Friday, July 15, 2011
The Hardest Bridge to Cross
Jesus had some important words for us concerning forgiveness. In Matthew 18, Peter asked the Lord about this critical concern. "Peter came up and said to Him, 'Lord how often will my brother sin against me and I forgive him? As many as seven times?' Jesus said to him, 'I do not say to you seven times, but seventy times seven'" (Matt. 18:21-22). I can only imagine that Peter thought he was being generous when he suggested seven times but the Lord requires more of us as believers. The passage then goes on in the telling of a parable of the king and his servant to illustrate the point that Jesus was trying to make.
Christians are called to be a people of forgiveness. We know this not only from this teaching of our Lord but even within "The Lord's Prayer" which we often recite during our worship services. In teaching the disciples to pray, Jesus included the phrase, "And forgive us our debts (trespasses) as we forgive our debtors (those who trespass against us)."
When we ask God to forgive us, we are called upon to forgive our brothers just as the parable described. However, there is something important to take note of in the passages mentioned before. The servant who owed a lot of money begged the king to spare him and allow him to repay. He was sorry he sinned against his master, and the king forgave his debt. According to Dr. R.C. Sproul in his podcast concerning the Lord's Prayer, he indicated that unless someone repents we cannot give forgiveness. Certainly, we can pray for the person and the Lord is pleased for us to pray for our enemies and all who despitefully use us. We are to pray for their health and well being. Yet, we are only called to forgive those who truly repent for an offense done against us. This is why Jesus made the statement to Peter about forgiving seven times seventy. If a brother/sister wrongs us but repents, we must forgive them.

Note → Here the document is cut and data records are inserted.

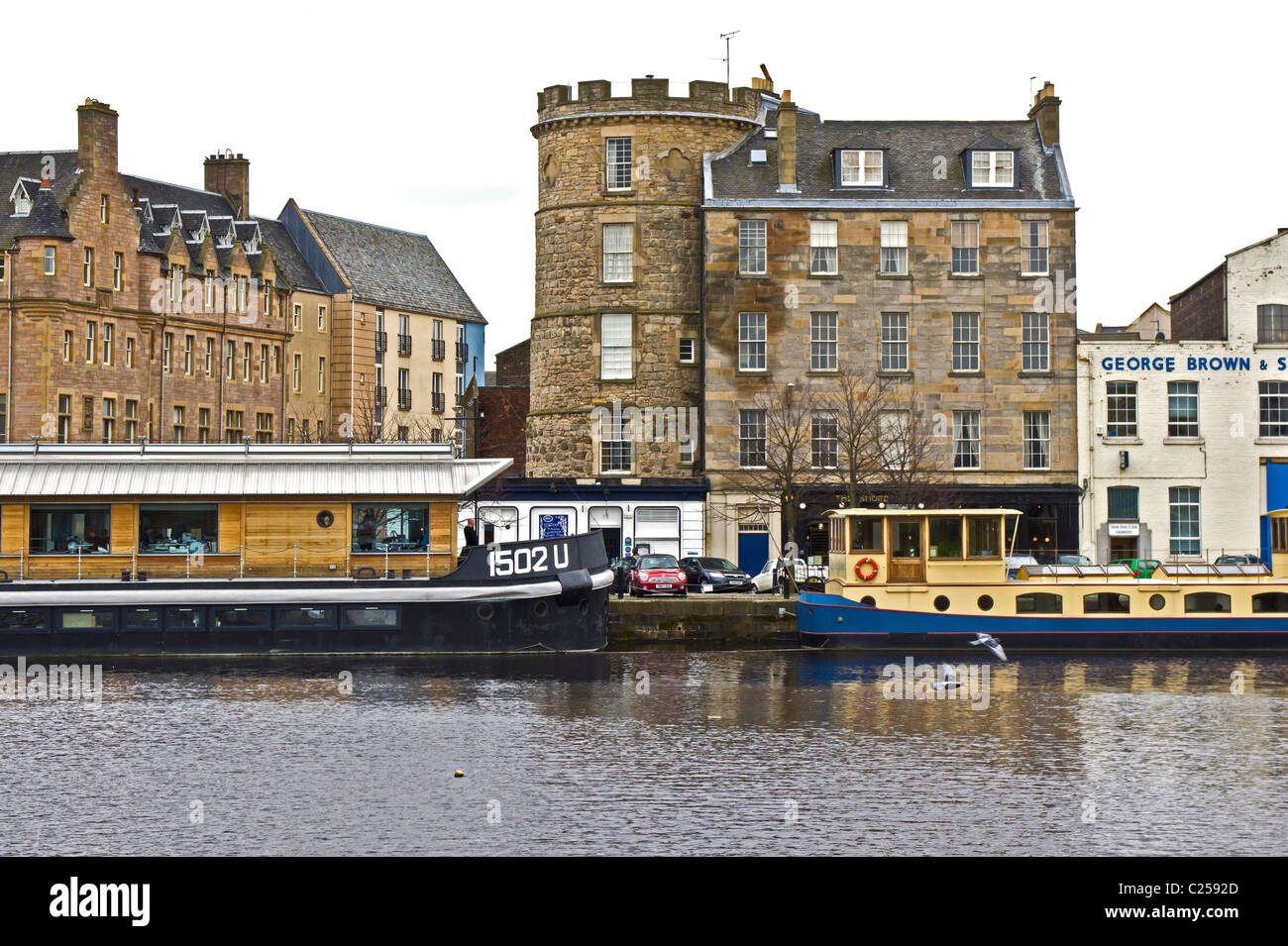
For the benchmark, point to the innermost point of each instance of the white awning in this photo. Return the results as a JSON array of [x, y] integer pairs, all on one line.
[[54, 473]]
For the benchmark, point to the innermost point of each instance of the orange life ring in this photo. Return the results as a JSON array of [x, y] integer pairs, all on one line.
[[858, 569]]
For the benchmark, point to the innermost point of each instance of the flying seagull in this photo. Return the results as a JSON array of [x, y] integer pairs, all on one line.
[[949, 679], [991, 643]]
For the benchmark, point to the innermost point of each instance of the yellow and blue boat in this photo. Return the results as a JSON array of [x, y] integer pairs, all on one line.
[[938, 578]]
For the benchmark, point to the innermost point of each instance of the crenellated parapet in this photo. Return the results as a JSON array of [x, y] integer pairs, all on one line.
[[648, 94]]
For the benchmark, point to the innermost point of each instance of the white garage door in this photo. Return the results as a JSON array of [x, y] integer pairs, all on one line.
[[658, 527]]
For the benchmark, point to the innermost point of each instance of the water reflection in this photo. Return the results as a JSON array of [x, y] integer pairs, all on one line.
[[653, 752]]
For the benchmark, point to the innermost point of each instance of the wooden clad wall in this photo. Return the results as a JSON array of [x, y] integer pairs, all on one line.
[[125, 527], [13, 528]]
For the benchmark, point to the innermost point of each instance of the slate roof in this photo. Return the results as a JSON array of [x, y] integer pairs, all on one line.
[[27, 163], [286, 255], [394, 267], [912, 149]]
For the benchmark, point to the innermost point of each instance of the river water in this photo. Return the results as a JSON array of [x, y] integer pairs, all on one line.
[[653, 752]]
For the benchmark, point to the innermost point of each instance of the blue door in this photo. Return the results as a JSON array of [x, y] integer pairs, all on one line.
[[752, 551]]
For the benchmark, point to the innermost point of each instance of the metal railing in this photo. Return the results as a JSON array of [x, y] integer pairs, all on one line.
[[287, 562]]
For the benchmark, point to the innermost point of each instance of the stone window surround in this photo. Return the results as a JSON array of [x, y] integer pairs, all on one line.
[[635, 246], [596, 343]]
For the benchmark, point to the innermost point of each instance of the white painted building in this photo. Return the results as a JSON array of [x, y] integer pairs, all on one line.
[[1184, 443]]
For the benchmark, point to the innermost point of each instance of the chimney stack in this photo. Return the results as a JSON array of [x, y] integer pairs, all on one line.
[[787, 145], [230, 175], [1046, 111], [95, 136]]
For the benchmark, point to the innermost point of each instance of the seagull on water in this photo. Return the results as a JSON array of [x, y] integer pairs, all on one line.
[[948, 679], [991, 643]]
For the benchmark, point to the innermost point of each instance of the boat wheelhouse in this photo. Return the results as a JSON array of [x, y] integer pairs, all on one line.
[[900, 578], [268, 549]]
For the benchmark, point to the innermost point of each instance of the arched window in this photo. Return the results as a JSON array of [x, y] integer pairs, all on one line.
[[1270, 601], [1106, 602], [1038, 602], [1207, 602]]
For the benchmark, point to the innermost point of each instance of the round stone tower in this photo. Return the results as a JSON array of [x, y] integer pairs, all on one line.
[[619, 233]]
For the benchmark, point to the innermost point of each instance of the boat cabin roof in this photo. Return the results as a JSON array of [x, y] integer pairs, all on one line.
[[906, 514], [239, 472]]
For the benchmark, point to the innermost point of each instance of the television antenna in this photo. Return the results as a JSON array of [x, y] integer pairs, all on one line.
[[728, 39]]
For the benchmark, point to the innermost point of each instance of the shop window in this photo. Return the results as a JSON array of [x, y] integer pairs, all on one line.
[[390, 528], [71, 529], [178, 529]]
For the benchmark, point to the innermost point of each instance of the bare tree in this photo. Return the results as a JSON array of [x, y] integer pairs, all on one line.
[[787, 473]]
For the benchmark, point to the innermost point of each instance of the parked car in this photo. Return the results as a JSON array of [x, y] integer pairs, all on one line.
[[771, 578], [1140, 568], [657, 575], [1014, 563], [720, 575], [1239, 560]]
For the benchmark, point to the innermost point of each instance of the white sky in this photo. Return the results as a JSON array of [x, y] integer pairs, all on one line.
[[416, 115]]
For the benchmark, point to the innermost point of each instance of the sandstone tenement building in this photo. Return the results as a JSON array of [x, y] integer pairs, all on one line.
[[699, 252], [934, 255], [141, 309]]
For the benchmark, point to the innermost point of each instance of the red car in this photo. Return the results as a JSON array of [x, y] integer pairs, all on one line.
[[658, 575]]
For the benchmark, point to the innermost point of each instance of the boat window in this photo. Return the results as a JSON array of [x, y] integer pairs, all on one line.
[[71, 529], [1270, 600], [305, 618], [240, 618], [1106, 602], [945, 537], [1038, 602], [179, 529], [85, 619], [907, 540], [18, 620], [1207, 602], [142, 619], [986, 538], [864, 534], [184, 618], [364, 618], [390, 528]]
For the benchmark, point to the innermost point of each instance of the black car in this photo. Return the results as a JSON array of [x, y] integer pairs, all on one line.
[[720, 575]]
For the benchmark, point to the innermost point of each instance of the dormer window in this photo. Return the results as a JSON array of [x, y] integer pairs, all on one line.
[[21, 198], [992, 168], [861, 167]]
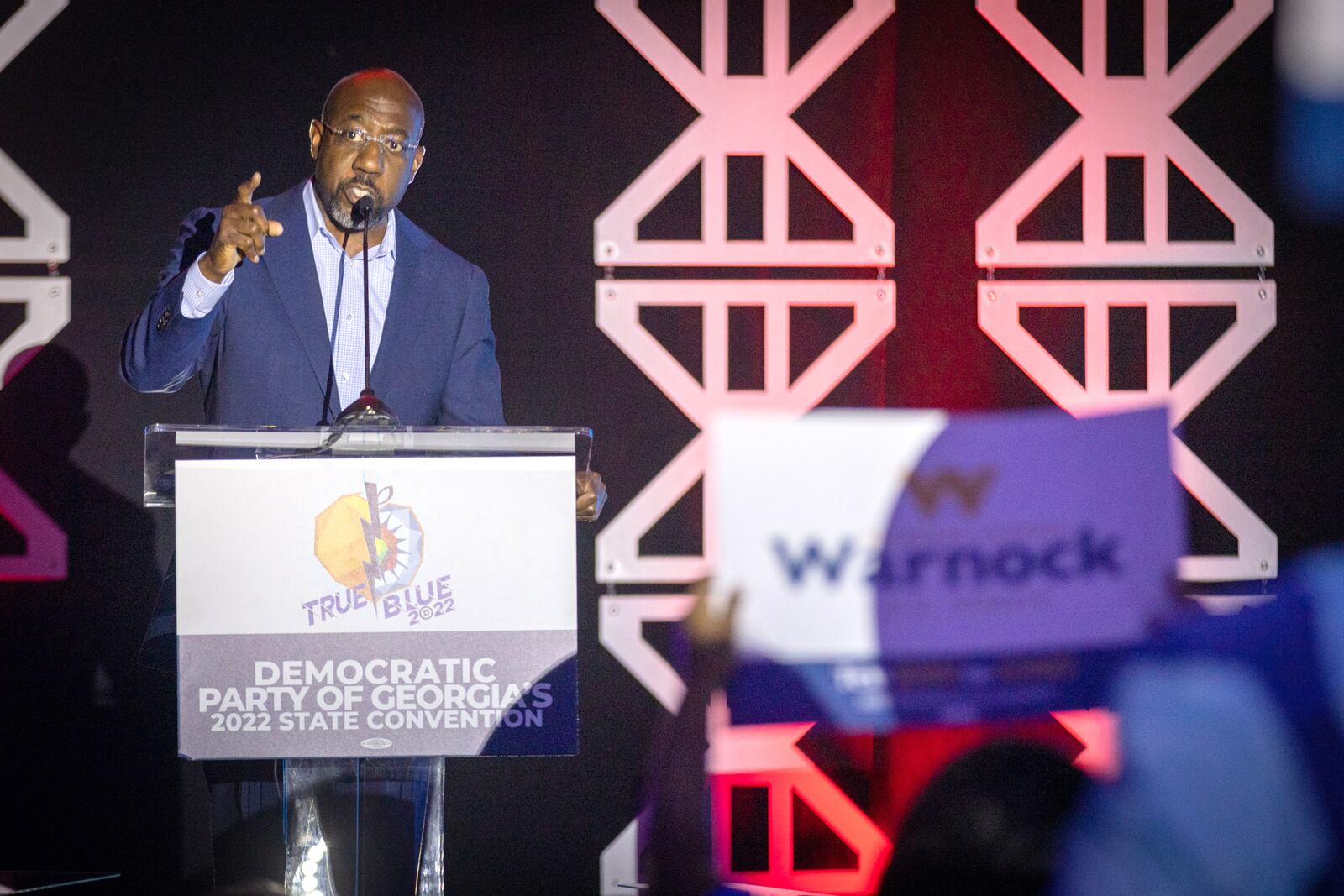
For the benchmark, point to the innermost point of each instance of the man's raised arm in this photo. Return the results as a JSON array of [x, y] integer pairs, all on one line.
[[167, 343]]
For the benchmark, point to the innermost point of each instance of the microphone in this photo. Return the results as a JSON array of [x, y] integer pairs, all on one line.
[[365, 210], [367, 410]]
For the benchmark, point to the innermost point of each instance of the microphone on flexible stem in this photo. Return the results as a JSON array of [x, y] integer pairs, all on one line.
[[367, 410]]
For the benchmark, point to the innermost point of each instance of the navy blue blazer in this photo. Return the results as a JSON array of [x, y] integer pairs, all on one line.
[[262, 352]]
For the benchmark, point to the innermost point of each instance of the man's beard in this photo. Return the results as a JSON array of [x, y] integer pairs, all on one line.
[[343, 217]]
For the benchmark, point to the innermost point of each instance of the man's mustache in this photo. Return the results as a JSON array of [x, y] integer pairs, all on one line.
[[375, 194]]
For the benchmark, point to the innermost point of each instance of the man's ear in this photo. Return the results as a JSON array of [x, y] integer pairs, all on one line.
[[416, 163]]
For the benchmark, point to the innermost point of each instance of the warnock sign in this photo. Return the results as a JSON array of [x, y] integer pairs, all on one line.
[[914, 566]]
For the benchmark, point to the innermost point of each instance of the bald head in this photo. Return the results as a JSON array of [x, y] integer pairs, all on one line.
[[378, 83]]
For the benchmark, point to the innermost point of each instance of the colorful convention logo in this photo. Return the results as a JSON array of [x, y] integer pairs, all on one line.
[[374, 548]]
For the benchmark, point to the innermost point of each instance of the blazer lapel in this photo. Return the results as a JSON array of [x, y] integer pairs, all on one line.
[[401, 322], [289, 262]]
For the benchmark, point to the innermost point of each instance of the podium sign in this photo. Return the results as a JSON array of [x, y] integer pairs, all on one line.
[[398, 606], [917, 566]]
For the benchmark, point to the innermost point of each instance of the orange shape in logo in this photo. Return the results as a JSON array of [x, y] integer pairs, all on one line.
[[339, 540]]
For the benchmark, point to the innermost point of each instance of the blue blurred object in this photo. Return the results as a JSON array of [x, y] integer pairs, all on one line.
[[1310, 55], [1233, 755]]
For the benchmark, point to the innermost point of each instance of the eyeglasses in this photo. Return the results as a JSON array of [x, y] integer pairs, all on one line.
[[356, 139]]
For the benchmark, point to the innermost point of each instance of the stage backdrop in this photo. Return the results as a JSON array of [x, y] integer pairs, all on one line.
[[680, 210]]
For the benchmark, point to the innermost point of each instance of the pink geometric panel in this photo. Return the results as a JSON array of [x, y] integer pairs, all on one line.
[[1124, 116], [1000, 302], [750, 116], [45, 557], [618, 316], [768, 757], [46, 228]]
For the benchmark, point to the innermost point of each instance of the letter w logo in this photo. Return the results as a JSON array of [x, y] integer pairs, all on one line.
[[969, 490]]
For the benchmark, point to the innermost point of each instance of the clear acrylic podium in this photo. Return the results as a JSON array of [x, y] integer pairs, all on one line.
[[304, 781]]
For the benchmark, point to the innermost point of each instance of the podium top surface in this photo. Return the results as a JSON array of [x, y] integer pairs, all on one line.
[[168, 443]]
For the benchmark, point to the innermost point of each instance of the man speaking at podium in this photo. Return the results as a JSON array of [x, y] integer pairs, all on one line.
[[262, 300]]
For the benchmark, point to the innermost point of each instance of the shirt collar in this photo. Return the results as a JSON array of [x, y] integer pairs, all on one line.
[[316, 226]]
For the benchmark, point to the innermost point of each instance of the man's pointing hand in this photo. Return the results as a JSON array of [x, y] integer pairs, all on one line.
[[241, 234]]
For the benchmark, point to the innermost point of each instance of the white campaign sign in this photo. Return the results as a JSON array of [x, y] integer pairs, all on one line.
[[783, 479]]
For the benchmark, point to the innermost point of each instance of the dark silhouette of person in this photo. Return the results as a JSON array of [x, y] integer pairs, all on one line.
[[91, 775]]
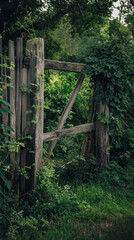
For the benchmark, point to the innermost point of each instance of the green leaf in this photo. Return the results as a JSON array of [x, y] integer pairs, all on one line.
[[7, 128], [1, 203], [4, 102], [8, 184], [9, 135], [2, 176], [1, 191], [3, 110]]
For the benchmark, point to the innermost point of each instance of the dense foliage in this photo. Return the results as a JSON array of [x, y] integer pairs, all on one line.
[[74, 199]]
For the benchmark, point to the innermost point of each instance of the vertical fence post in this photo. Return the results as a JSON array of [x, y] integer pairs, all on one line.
[[102, 136], [19, 61], [35, 103], [22, 185], [12, 117]]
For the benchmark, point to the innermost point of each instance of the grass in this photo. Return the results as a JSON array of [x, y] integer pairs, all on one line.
[[101, 215]]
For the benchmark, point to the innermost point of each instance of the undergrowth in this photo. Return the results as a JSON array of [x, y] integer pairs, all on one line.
[[98, 211]]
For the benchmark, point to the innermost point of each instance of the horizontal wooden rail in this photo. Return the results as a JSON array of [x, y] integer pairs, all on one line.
[[64, 66], [88, 127]]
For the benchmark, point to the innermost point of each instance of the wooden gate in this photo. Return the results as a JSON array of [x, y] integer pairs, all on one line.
[[26, 97]]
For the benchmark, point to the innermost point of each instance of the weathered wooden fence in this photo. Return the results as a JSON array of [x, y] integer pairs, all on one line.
[[26, 97]]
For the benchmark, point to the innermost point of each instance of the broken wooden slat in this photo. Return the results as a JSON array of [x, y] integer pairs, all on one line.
[[64, 66], [88, 127], [24, 132], [12, 89], [66, 112], [102, 136], [19, 61], [35, 104]]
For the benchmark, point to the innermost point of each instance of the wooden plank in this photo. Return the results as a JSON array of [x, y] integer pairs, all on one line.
[[19, 60], [66, 112], [5, 116], [1, 69], [102, 136], [12, 89], [88, 127], [12, 117], [35, 104], [64, 66], [22, 185]]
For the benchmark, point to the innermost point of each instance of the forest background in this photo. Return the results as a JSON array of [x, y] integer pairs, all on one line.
[[75, 199]]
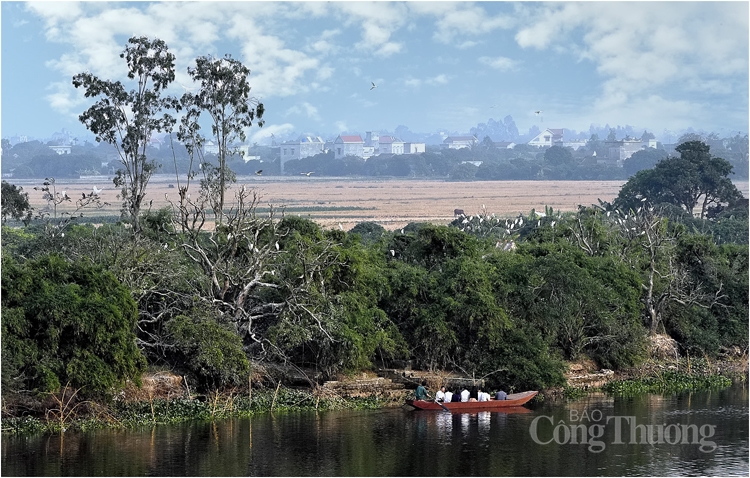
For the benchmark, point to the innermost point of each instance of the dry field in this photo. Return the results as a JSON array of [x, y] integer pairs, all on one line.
[[392, 203]]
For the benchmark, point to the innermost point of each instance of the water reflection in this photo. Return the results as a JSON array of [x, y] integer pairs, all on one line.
[[396, 443]]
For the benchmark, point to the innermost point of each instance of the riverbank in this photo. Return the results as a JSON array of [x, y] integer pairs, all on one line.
[[163, 398]]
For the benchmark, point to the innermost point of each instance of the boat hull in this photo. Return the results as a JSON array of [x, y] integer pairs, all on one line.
[[514, 400]]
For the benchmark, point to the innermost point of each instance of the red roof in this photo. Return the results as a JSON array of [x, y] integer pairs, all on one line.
[[389, 139], [352, 139]]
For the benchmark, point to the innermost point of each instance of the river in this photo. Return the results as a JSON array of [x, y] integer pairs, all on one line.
[[703, 433]]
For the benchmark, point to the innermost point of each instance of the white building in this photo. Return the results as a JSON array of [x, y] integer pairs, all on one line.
[[61, 149], [348, 145], [458, 142], [621, 150], [548, 137], [390, 145], [414, 148]]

What happens if we cannot forgive a person who repents? Just like the ungrateful servant in the parable, we will be thrown into a prison of our own making. Our thoughts become consumed with a desire to punish the person who offended us. We spend our days dwelling on the hurt until it spreads like a sore into our very soul. While we are eaten up with anger, the person who offended us and asked our forgiveness will go on with their life relieved of their guilt while we are stuck in pain. We are the ones who have the guilt of unforgiveness before the Lord.